On the issue of estoppel, appellant claims that assuming he is estopped because of his conduct in suing in Tulare County and accepting the money from Jones Company, an estoppel against defendant exists in his favor, which should place the parties on an equal basis. In the first place, the court did not and could not find from the evidence facts to support an estoppel favoring plaintiff. The record does not show evidence to support any kind of a finding that the defendant knew of Jones Company’s violation of the fire laws; that defendant knew Jones Company did not own the timber; that defendant paid unconscionably low distress prices for it, or that any estoppel in plaintiff’s favor existed. On the contrary in connection with plaintiff’s contention that defendant, at the time it took the lumber, knew Jones Company did not own it, the authorities are clear that plaintiff, by allowing Jones Company to come upon his property, set up a mill and cut timber, is now estopped to assert title against defendant. There is no question but that defendant was a *384bona fide purchaser; that plaintiff in signing the agreement of August 2, 1948, knew Jones Company was going to take possession of the timberlands and sell lumber cut from the property, and that it was doing so and selling to defendant between August 2nd and October 8th. Assuming, under his theory, that plaintiff was the rightful owner of the lumber cut, under the law he would still be estopped from subsequently asserting title. In Wendling Lbr. Co. v. Glenwood Lbr. Co., 54 Cal.App. 691, wherein plaintiff sold lumber to one Routt, a known dealer in lumber, and defendant without knowledge of the facts of the sale bought it from Routt, the court said at page 695 [202 P. 929]: “These facts bring this within the rule that where the owner of a property clothes another with the apparent title to and power of disposition of it and an innocent third party has thereby been induced to deal with the apparent owner in reference thereto, the true owner is estopped from afterwards asserting his title. (Citations.) ”
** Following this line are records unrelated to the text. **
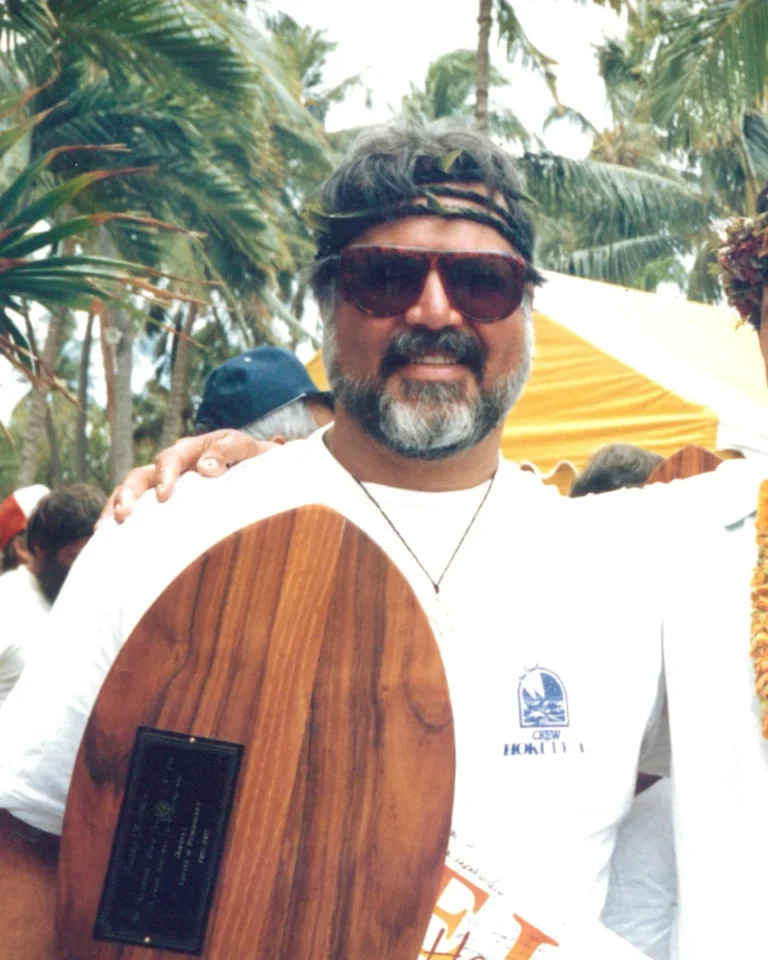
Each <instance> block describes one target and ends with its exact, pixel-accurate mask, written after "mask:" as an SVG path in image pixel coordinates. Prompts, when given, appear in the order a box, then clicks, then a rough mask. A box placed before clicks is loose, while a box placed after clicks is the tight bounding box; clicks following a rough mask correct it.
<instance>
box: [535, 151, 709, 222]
mask: <svg viewBox="0 0 768 960" xmlns="http://www.w3.org/2000/svg"><path fill="white" fill-rule="evenodd" d="M520 166H521V169H522V172H523V174H524V177H525V182H526V188H527V190H528V193H529V194H530V196H531V197H532V198H533V199H534V200H535V201H536V202H537V203H538V204H539V206H540V207H541V208H543V210H544V211H545V212H546V213H548V214H550V215H552V216H558V215H569V216H573V217H577V218H579V217H581V218H583V217H587V216H592V215H599V216H601V217H602V218H603V219H604V220H605V221H608V220H610V221H612V222H613V223H618V224H624V225H632V226H633V229H634V231H635V233H636V234H638V235H640V234H643V233H649V232H651V231H653V232H655V231H656V229H657V227H658V224H659V223H665V222H666V223H672V222H674V223H681V224H685V225H686V227H687V229H688V230H689V231H690V230H691V229H693V228H694V227H695V226H697V225H700V224H703V223H706V222H707V219H708V208H707V205H706V203H705V201H704V199H703V198H702V197H701V196H700V195H699V194H698V193H696V192H695V191H694V190H691V189H690V188H689V187H688V186H686V185H685V184H684V183H681V182H680V181H677V180H673V179H671V178H669V177H663V176H660V175H659V174H655V173H648V172H646V171H643V170H634V169H631V168H629V167H620V166H618V165H616V164H611V163H600V162H596V161H590V160H583V161H578V160H569V159H567V158H565V157H561V156H556V155H554V154H550V153H526V154H525V155H524V156H523V157H522V159H521V160H520Z"/></svg>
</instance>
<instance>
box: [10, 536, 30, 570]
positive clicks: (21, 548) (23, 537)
mask: <svg viewBox="0 0 768 960" xmlns="http://www.w3.org/2000/svg"><path fill="white" fill-rule="evenodd" d="M13 552H14V553H15V554H16V559H17V560H18V561H19V563H23V564H28V563H29V561H30V560H31V559H32V553H31V551H30V549H29V547H28V546H27V541H26V539H25V538H24V534H23V533H20V534H18V535H17V536H16V537H15V538H14V540H13Z"/></svg>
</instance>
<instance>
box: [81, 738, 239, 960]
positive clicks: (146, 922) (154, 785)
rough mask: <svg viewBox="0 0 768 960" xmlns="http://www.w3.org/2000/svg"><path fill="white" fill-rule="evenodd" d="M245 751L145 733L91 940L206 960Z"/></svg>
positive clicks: (202, 738)
mask: <svg viewBox="0 0 768 960" xmlns="http://www.w3.org/2000/svg"><path fill="white" fill-rule="evenodd" d="M242 754H243V747H242V745H241V744H237V743H225V742H224V741H222V740H209V739H206V738H203V737H191V736H188V735H186V734H179V733H172V732H169V731H166V730H153V729H151V728H149V727H139V728H138V730H137V733H136V740H135V741H134V744H133V752H132V754H131V761H130V765H129V768H128V781H127V786H126V789H125V796H124V797H123V804H122V807H121V809H120V817H119V819H118V822H117V829H116V831H115V838H114V841H113V843H112V853H111V855H110V859H109V867H108V868H107V876H106V879H105V881H104V888H103V890H102V894H101V903H100V904H99V912H98V914H97V916H96V925H95V926H94V930H93V936H94V937H95V938H96V939H97V940H113V941H116V942H118V943H131V944H138V945H142V946H146V947H153V948H157V949H163V950H177V951H179V952H181V953H187V954H192V955H195V956H199V955H200V953H201V952H202V949H203V941H204V939H205V929H206V925H207V922H208V912H209V911H210V908H211V901H212V899H213V892H214V888H215V885H216V878H217V876H218V872H219V865H220V862H221V855H222V851H223V848H224V840H225V836H226V830H227V822H228V820H229V815H230V812H231V810H232V801H233V798H234V792H235V784H236V783H237V775H238V772H239V769H240V760H241V757H242Z"/></svg>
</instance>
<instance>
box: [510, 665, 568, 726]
mask: <svg viewBox="0 0 768 960" xmlns="http://www.w3.org/2000/svg"><path fill="white" fill-rule="evenodd" d="M517 704H518V708H519V710H520V726H521V727H567V726H568V697H567V696H566V693H565V686H564V685H563V682H562V680H561V679H560V677H558V675H557V674H556V673H554V672H553V671H552V670H547V669H545V668H544V667H538V666H537V667H533V669H531V670H526V671H525V673H524V674H523V675H522V677H521V678H520V683H519V684H518V687H517Z"/></svg>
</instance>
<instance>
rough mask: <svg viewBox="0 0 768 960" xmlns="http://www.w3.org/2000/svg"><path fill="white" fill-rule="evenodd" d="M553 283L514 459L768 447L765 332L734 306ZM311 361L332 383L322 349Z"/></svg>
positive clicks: (543, 324)
mask: <svg viewBox="0 0 768 960" xmlns="http://www.w3.org/2000/svg"><path fill="white" fill-rule="evenodd" d="M548 280H549V282H548V283H547V284H546V285H545V286H544V287H543V288H542V289H541V290H540V291H537V307H538V308H539V312H537V313H536V314H535V333H536V354H535V359H534V364H533V372H532V375H531V379H530V381H529V383H528V385H527V387H526V389H525V392H524V393H523V396H522V397H521V398H520V401H519V402H518V403H517V405H516V406H515V409H514V411H513V412H512V413H511V414H510V416H509V418H508V419H507V422H506V424H505V427H504V434H503V438H502V453H503V454H504V456H505V457H507V458H508V459H510V460H515V461H518V462H520V461H528V462H531V463H533V464H535V466H536V467H537V468H538V469H539V470H540V471H541V472H542V473H547V472H549V471H550V470H552V469H553V468H554V467H555V465H556V464H557V463H558V462H560V461H562V460H569V461H571V462H572V463H573V464H574V465H575V466H576V467H577V468H580V467H582V466H583V465H584V463H585V462H586V460H587V459H588V457H589V456H590V454H592V453H593V452H594V450H595V449H596V448H598V447H600V446H602V445H603V444H606V443H611V442H615V441H622V442H625V443H634V444H637V445H638V446H641V447H645V448H646V449H649V450H653V451H655V452H657V453H660V454H662V455H663V456H670V455H671V454H673V453H674V452H676V451H677V450H679V449H680V448H681V447H683V446H685V445H686V444H689V443H695V444H699V445H701V446H704V447H707V448H708V449H711V450H715V449H718V447H722V446H725V445H735V446H743V447H745V448H747V449H758V450H763V451H766V452H768V435H766V434H768V389H766V386H765V373H764V371H763V369H762V364H761V362H760V354H759V351H758V348H757V344H756V342H755V337H754V334H751V333H750V332H745V331H738V332H737V331H735V329H734V327H735V323H734V314H732V313H731V312H730V311H727V310H720V309H717V308H714V307H706V306H703V305H701V304H691V303H688V302H687V301H682V300H671V299H668V298H664V297H660V296H656V295H653V294H646V293H641V292H639V291H636V290H625V289H623V288H621V287H613V286H610V285H608V284H603V283H597V282H595V281H590V280H580V279H576V278H573V277H562V276H560V275H555V274H552V275H548ZM744 334H746V336H744ZM308 369H309V371H310V374H311V375H312V377H313V379H314V380H315V382H316V383H318V385H322V386H323V387H325V386H326V381H325V376H324V374H323V370H322V363H321V360H320V358H319V356H316V357H315V358H313V360H311V361H310V363H309V364H308ZM724 421H727V422H724ZM724 426H725V427H726V430H725V435H724V430H723V428H724ZM745 438H746V441H747V442H740V441H745Z"/></svg>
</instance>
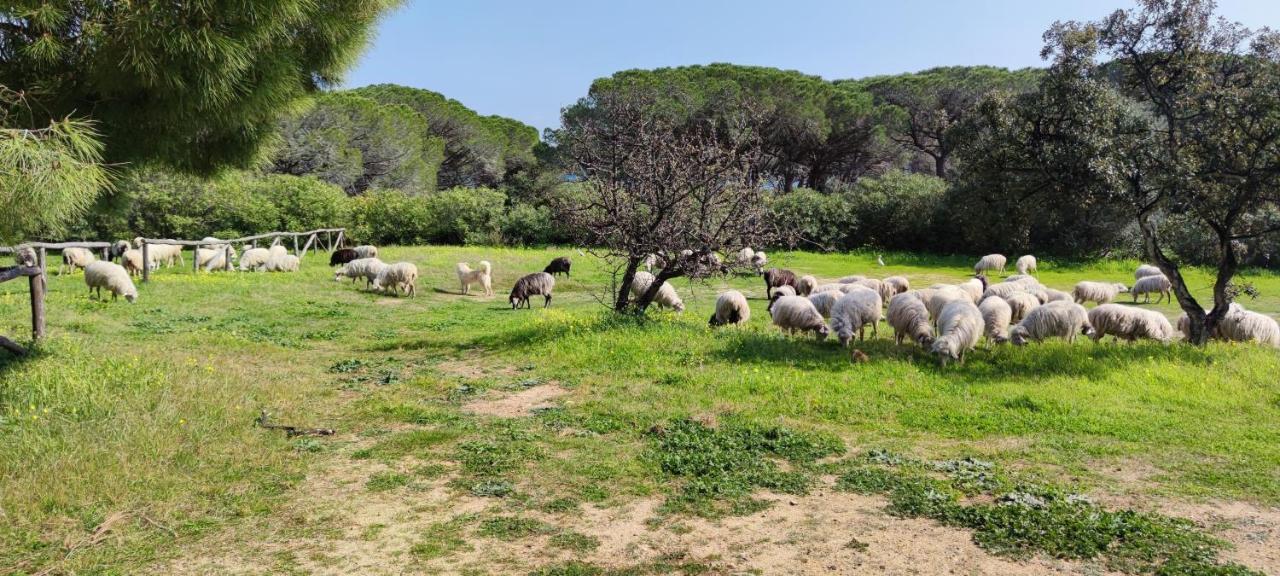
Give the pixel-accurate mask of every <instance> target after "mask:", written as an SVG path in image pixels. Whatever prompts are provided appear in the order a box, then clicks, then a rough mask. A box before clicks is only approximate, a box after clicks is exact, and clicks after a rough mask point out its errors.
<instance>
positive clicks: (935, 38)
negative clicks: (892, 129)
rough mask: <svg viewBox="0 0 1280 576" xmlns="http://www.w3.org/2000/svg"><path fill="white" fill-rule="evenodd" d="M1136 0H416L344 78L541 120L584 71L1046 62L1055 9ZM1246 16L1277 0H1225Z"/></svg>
mask: <svg viewBox="0 0 1280 576" xmlns="http://www.w3.org/2000/svg"><path fill="white" fill-rule="evenodd" d="M1132 5H1133V4H1132V1H1130V0H881V1H870V0H859V1H854V0H844V1H842V0H785V1H778V0H773V1H767V0H737V1H730V0H648V1H641V0H595V1H588V0H416V1H413V0H410V3H408V4H407V5H406V6H403V8H401V9H399V10H397V12H396V13H393V14H390V15H389V17H388V18H387V19H385V20H384V22H383V23H381V26H380V28H379V33H378V38H376V40H375V41H374V45H372V46H371V47H370V49H369V50H367V51H366V52H365V55H364V58H362V59H361V60H360V64H358V65H357V67H356V69H355V70H352V73H351V74H348V77H347V83H346V86H348V87H358V86H365V84H371V83H381V82H394V83H399V84H406V86H413V87H421V88H429V90H434V91H436V92H442V93H444V95H445V96H449V97H452V99H457V100H460V101H462V102H463V104H466V105H467V106H470V108H472V109H475V110H476V111H479V113H481V114H500V115H504V116H511V118H516V119H520V120H522V122H525V123H529V124H532V125H535V127H538V128H539V129H541V128H548V127H556V125H558V124H559V109H561V108H563V106H566V105H568V104H572V102H573V101H575V100H577V99H579V97H581V96H582V95H585V93H586V88H588V87H589V86H590V84H591V81H593V79H595V78H599V77H604V76H609V74H612V73H613V72H617V70H623V69H630V68H658V67H672V65H685V64H708V63H713V61H728V63H735V64H753V65H767V67H776V68H785V69H795V70H801V72H805V73H809V74H818V76H822V77H824V78H858V77H864V76H873V74H891V73H900V72H915V70H922V69H925V68H932V67H938V65H965V64H991V65H1001V67H1007V68H1021V67H1030V65H1041V60H1039V49H1041V45H1042V42H1041V35H1042V33H1043V32H1044V29H1046V28H1048V26H1050V24H1052V23H1053V20H1059V19H1062V20H1068V19H1098V18H1101V17H1103V15H1106V14H1108V13H1110V12H1111V10H1115V9H1116V8H1130V6H1132ZM1219 13H1220V14H1221V15H1224V17H1226V18H1229V19H1233V20H1239V22H1243V23H1244V24H1247V26H1249V27H1254V28H1260V27H1262V26H1271V27H1277V26H1280V0H1220V1H1219Z"/></svg>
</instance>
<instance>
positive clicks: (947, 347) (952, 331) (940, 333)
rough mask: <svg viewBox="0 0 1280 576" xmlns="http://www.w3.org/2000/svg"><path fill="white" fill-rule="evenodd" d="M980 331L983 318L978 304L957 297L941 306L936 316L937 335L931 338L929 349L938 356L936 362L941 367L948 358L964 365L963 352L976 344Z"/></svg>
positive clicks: (981, 337)
mask: <svg viewBox="0 0 1280 576" xmlns="http://www.w3.org/2000/svg"><path fill="white" fill-rule="evenodd" d="M982 332H983V320H982V312H980V311H979V310H978V306H974V303H973V302H970V301H969V300H968V298H957V300H955V301H952V302H951V303H948V305H947V306H946V307H945V308H942V315H941V316H938V337H937V338H934V339H933V346H932V347H929V351H931V352H933V355H936V356H937V357H938V364H940V365H942V366H943V367H946V365H947V361H950V360H957V361H959V362H960V364H961V365H964V355H965V352H968V351H970V349H973V348H974V347H975V346H978V339H979V338H982Z"/></svg>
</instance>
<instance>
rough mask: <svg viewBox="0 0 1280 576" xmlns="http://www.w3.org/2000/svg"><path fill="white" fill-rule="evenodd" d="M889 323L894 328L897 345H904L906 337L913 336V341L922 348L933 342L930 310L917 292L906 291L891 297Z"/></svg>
mask: <svg viewBox="0 0 1280 576" xmlns="http://www.w3.org/2000/svg"><path fill="white" fill-rule="evenodd" d="M888 325H890V326H892V328H893V340H895V342H896V343H897V346H902V339H905V338H911V342H915V343H916V344H919V346H920V347H922V348H924V347H928V346H932V344H933V325H932V324H931V323H929V310H928V308H925V307H924V302H923V301H922V300H920V297H919V294H918V293H915V292H904V293H901V294H897V296H895V297H892V298H890V301H888Z"/></svg>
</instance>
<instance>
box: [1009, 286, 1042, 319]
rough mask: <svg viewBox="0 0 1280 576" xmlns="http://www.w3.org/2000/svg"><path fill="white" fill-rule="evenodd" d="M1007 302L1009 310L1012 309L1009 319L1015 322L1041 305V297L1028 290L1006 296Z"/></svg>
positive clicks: (1029, 313)
mask: <svg viewBox="0 0 1280 576" xmlns="http://www.w3.org/2000/svg"><path fill="white" fill-rule="evenodd" d="M1005 302H1007V303H1009V310H1010V311H1011V315H1010V317H1009V321H1011V323H1014V324H1018V323H1020V321H1023V319H1024V317H1027V315H1028V314H1030V312H1032V310H1036V308H1038V307H1039V306H1041V301H1039V298H1036V296H1033V294H1030V293H1028V292H1014V293H1012V294H1009V296H1007V297H1005Z"/></svg>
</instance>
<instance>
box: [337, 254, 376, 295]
mask: <svg viewBox="0 0 1280 576" xmlns="http://www.w3.org/2000/svg"><path fill="white" fill-rule="evenodd" d="M384 268H387V262H383V261H381V260H378V259H356V260H352V261H349V262H347V264H343V265H342V268H340V269H338V271H335V273H333V279H334V282H340V280H342V279H343V278H351V282H353V283H355V282H356V280H357V279H360V278H364V279H365V288H370V287H372V285H374V280H375V279H376V278H378V273H380V271H383V269H384Z"/></svg>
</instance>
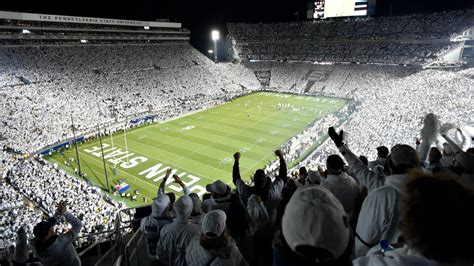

Further, in connection with estoppel, the evidence shows that plaintiff at no time advised defendant that Jones Company had no title to the lumber until after defendant’s last transaction with it, when the lumber had been delivered and paid for in full.
For the foregoing reasons, the judgment is affirmed.
White, P. J., and Fourt, J., concurred.
A petition for a rehearing was denied November 13, 1958, and appellant’s petition for a hearing by the Supreme Court was denied December 17, 1958.